December 17, 2003

Variables and Constants I

One of the most persistent errors in human affairs when it comes to progress is assuming a variable is a constant. These days this error shows up all the time in virtually every field of human endeavor. So, why do we do this? Because for the vast majority of humanity's history it worked so well and for a lot of circumstances, it still works well most of the time. Constants don't have to be calculated so you save a tremendous amount of work in assuming slow moving variables are constants. Everybody ends up doing it, sometimes to disasterous effect but usually not.

Osama Bin Laden did this when he ordered the attacks on the WTC and assumed that the US would react as it always had before. People act as though the population is and always will be going up. Until recently, inflation was assumed to be a constant of the modern condition. The Democrats and Republicans will always alternate in ruling the US and the Liberals have an electoral lock in Canada.
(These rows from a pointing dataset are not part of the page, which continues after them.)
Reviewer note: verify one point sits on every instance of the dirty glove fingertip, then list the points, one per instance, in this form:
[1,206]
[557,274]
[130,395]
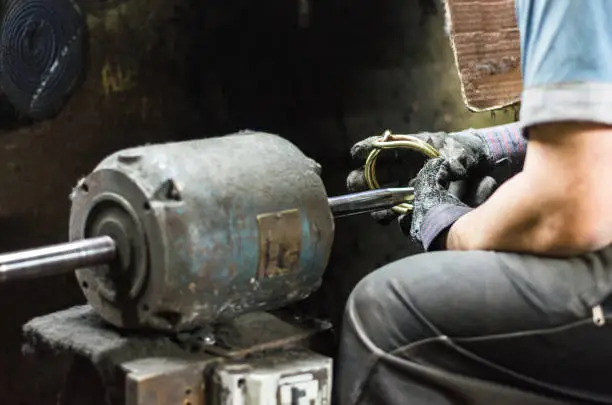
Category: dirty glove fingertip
[356,182]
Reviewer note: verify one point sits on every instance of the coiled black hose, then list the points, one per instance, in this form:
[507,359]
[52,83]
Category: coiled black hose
[42,54]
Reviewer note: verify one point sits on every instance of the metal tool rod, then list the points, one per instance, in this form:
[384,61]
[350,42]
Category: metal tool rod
[56,259]
[368,201]
[66,257]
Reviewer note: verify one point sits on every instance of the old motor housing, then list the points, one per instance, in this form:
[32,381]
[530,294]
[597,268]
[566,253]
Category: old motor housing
[205,230]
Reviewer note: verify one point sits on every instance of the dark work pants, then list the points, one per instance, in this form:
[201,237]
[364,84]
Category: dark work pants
[480,328]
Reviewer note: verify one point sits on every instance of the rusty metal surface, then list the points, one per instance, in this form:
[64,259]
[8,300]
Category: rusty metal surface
[486,44]
[262,331]
[206,230]
[164,381]
[292,377]
[152,369]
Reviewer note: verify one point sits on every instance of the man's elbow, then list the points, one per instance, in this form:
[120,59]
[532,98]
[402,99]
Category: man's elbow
[576,234]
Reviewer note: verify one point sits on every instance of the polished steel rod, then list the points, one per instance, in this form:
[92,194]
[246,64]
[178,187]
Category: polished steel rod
[56,259]
[67,257]
[368,201]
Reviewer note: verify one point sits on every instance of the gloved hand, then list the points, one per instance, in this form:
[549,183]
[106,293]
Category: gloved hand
[472,155]
[435,207]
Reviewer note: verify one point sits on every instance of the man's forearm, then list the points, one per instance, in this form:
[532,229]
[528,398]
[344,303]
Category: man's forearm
[557,206]
[515,219]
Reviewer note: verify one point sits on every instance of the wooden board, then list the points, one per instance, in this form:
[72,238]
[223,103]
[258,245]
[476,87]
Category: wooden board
[486,43]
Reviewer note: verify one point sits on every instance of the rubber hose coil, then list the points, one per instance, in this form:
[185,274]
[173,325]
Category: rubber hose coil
[42,54]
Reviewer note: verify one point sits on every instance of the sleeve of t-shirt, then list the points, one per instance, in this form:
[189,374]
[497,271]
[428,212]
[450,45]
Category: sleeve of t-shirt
[566,57]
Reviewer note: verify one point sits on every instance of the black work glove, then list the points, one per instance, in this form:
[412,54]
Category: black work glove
[435,207]
[482,158]
[464,151]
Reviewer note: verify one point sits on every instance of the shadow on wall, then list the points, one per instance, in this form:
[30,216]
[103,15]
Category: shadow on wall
[324,74]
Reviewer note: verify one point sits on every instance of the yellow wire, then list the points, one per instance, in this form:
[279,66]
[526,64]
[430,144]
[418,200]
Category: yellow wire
[389,141]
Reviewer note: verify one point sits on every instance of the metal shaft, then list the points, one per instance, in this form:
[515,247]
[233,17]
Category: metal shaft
[368,201]
[66,257]
[56,259]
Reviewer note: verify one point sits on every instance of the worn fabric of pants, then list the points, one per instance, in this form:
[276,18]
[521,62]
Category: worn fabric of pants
[479,328]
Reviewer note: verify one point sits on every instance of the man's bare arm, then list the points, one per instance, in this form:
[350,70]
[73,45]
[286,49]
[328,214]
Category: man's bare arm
[560,204]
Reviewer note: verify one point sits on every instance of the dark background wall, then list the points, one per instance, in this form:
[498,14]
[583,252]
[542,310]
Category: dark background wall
[164,70]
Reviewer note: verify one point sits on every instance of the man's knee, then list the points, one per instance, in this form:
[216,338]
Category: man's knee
[380,309]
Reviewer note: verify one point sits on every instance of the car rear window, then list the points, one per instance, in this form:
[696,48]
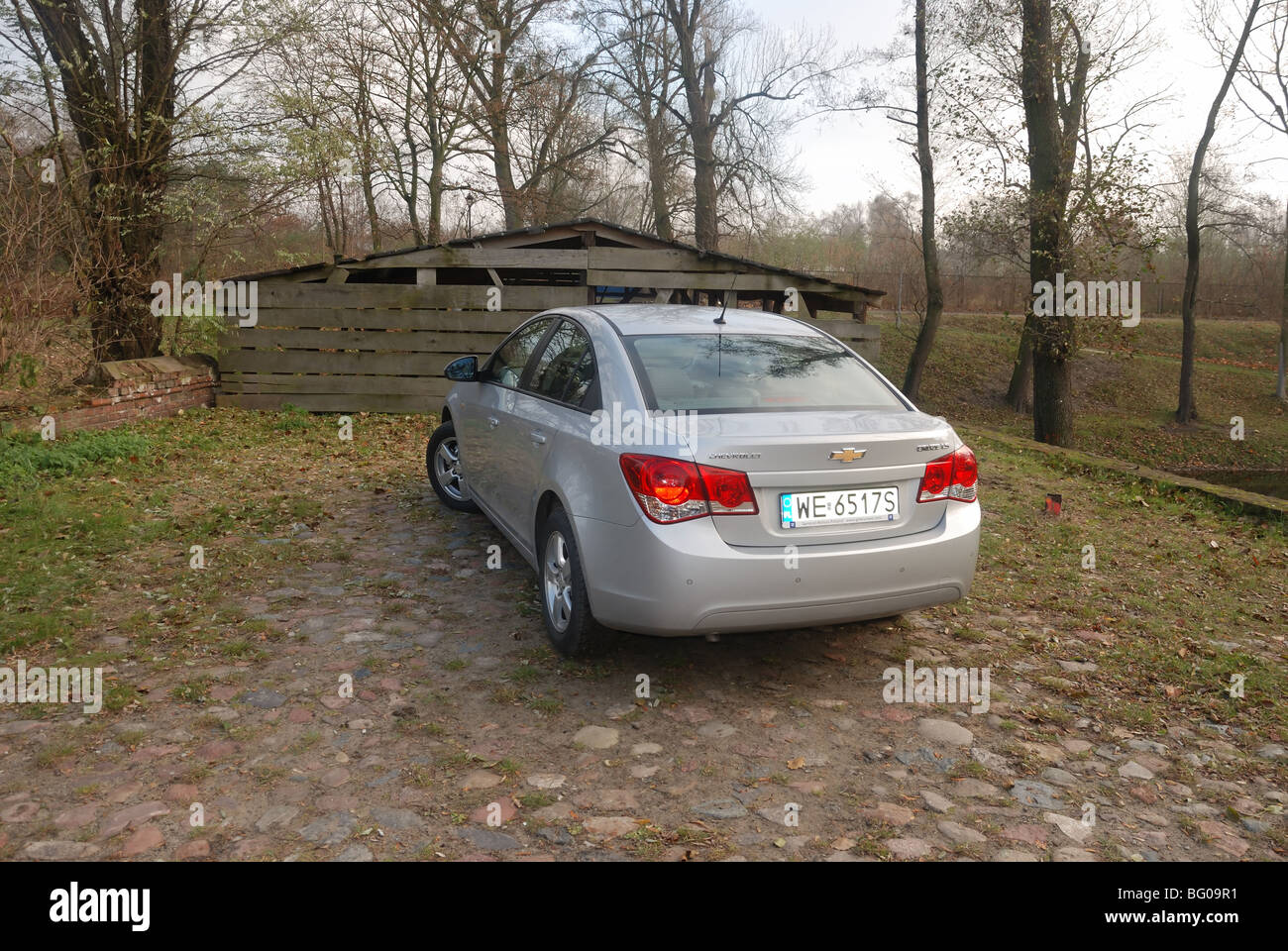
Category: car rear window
[745,372]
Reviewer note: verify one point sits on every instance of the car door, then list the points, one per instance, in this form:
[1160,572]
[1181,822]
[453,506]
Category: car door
[559,385]
[487,424]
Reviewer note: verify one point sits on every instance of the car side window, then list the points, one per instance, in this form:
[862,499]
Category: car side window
[507,364]
[566,369]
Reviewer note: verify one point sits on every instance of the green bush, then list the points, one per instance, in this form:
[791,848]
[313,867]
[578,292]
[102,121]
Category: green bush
[25,457]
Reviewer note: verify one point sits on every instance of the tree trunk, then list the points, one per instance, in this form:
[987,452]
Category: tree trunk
[1019,393]
[928,244]
[657,178]
[1185,403]
[1283,325]
[1052,334]
[706,227]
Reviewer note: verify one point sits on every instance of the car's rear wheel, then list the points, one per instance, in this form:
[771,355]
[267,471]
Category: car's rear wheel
[565,603]
[443,464]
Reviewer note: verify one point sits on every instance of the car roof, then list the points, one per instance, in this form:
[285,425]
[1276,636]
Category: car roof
[687,318]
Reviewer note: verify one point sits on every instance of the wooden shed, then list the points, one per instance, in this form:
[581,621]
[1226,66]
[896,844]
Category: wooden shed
[374,334]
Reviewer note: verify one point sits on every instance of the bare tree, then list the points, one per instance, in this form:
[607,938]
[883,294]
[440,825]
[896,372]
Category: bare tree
[511,69]
[1051,114]
[1263,90]
[1185,406]
[639,71]
[728,68]
[928,243]
[125,77]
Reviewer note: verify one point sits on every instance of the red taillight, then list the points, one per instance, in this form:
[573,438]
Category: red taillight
[951,476]
[673,489]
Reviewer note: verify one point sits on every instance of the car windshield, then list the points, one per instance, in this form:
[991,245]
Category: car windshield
[746,372]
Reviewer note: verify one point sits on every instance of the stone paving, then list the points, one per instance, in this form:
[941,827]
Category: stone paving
[467,739]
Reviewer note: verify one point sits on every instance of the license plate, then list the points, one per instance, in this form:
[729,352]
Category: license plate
[841,506]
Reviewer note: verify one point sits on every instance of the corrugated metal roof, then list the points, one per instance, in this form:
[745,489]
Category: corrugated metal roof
[536,231]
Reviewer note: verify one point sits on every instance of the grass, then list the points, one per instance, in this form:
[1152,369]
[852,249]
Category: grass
[94,522]
[1184,594]
[1155,607]
[1125,384]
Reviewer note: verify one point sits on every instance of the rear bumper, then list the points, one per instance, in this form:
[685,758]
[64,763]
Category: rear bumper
[684,579]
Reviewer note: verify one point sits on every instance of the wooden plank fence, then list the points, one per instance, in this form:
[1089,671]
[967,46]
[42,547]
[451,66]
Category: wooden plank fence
[330,342]
[384,360]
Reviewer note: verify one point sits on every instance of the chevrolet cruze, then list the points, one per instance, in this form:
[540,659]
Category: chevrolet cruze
[681,471]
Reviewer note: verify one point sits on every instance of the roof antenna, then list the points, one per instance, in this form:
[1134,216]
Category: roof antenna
[724,300]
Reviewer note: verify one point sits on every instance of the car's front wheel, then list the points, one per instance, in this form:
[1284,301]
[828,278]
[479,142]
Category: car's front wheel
[565,603]
[443,464]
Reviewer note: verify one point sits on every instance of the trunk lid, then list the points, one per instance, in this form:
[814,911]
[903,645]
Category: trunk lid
[791,453]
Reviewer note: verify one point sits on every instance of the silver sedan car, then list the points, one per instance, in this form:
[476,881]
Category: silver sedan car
[686,471]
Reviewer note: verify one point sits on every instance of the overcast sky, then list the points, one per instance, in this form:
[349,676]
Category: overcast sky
[854,158]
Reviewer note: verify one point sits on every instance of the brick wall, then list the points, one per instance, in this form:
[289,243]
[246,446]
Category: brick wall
[137,389]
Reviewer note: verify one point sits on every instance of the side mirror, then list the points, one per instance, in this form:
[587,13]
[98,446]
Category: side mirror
[463,369]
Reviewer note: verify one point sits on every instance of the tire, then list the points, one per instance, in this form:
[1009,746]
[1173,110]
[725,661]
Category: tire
[443,466]
[562,587]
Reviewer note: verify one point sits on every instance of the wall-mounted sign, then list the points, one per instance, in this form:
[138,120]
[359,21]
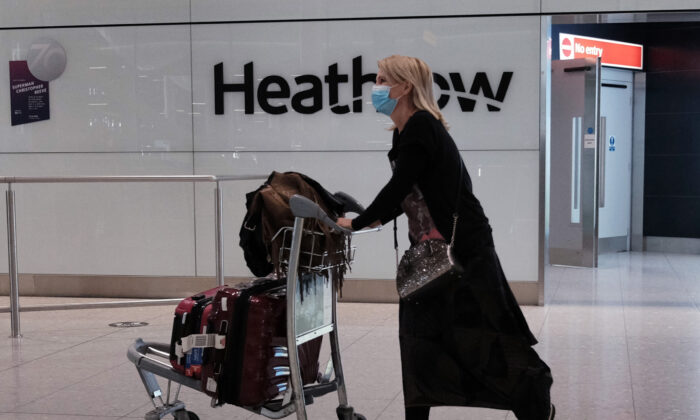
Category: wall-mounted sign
[29,96]
[611,53]
[46,59]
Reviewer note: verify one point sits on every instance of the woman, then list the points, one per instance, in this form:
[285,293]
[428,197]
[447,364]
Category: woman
[469,345]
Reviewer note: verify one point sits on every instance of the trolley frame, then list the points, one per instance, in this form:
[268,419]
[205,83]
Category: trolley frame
[152,359]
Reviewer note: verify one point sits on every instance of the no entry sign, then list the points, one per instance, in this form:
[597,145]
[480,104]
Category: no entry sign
[611,53]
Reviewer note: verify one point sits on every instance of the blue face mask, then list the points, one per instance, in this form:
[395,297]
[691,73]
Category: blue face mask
[381,100]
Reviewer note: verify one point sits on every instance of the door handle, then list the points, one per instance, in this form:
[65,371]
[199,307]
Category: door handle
[576,124]
[603,154]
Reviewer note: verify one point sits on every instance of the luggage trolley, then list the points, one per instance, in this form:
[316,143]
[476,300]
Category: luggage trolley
[306,320]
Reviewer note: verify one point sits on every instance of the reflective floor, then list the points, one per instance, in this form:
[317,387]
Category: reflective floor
[623,342]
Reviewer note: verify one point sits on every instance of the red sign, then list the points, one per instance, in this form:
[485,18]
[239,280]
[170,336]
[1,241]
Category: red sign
[611,53]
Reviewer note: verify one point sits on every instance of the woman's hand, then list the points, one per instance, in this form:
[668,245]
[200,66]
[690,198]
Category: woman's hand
[344,223]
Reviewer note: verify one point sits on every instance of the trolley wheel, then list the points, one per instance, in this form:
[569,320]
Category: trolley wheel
[348,413]
[185,415]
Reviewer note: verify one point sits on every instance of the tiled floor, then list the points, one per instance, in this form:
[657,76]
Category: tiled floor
[623,342]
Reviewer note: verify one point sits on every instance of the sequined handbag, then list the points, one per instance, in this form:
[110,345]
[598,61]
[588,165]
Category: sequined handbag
[426,267]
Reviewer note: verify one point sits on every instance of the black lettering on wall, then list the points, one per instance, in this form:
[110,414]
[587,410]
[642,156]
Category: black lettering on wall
[443,85]
[265,94]
[359,79]
[481,83]
[315,93]
[308,98]
[220,88]
[333,78]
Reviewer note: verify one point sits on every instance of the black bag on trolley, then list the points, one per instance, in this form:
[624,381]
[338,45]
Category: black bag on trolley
[268,211]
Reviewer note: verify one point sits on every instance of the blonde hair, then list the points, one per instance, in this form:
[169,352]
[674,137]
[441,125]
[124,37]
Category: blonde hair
[400,69]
It used to be that tools were considered a constant. Before the industrial revolution and interchangeable parts, a hammer wasn't much different from year to year and specialization of tools and tool development were slow to happen and slow to spread. Essentially, a whole lot of people could get away with long term planning by setting the quality of your manufacturing tools as a constant. That's no longer the case. We know now that they're variables because tools change frequently and do the same jobs faster, more reliably, and cheaper in a constantly shifting tripod of improvements (as the classic phrase goes, pick any two).

But in the shift from viewing something as a constant to viewing it as a variable, ther is a sticky period where you have something I'll call a shifting constant. When plow innovations happen every couple of hundred years or so, adjusting crop yields upwards, it's more efficient to view yields as constants and simply change the constant as a one off exercise if you happen to be alive when an innovation happens. No problem, you have the efficiency savings of not calculating the variable effects most of the time and adjust once as your forecasts go off because of this rarity called innovation.

In more and more fields of endeavor, we're going through that sticky period at the same time.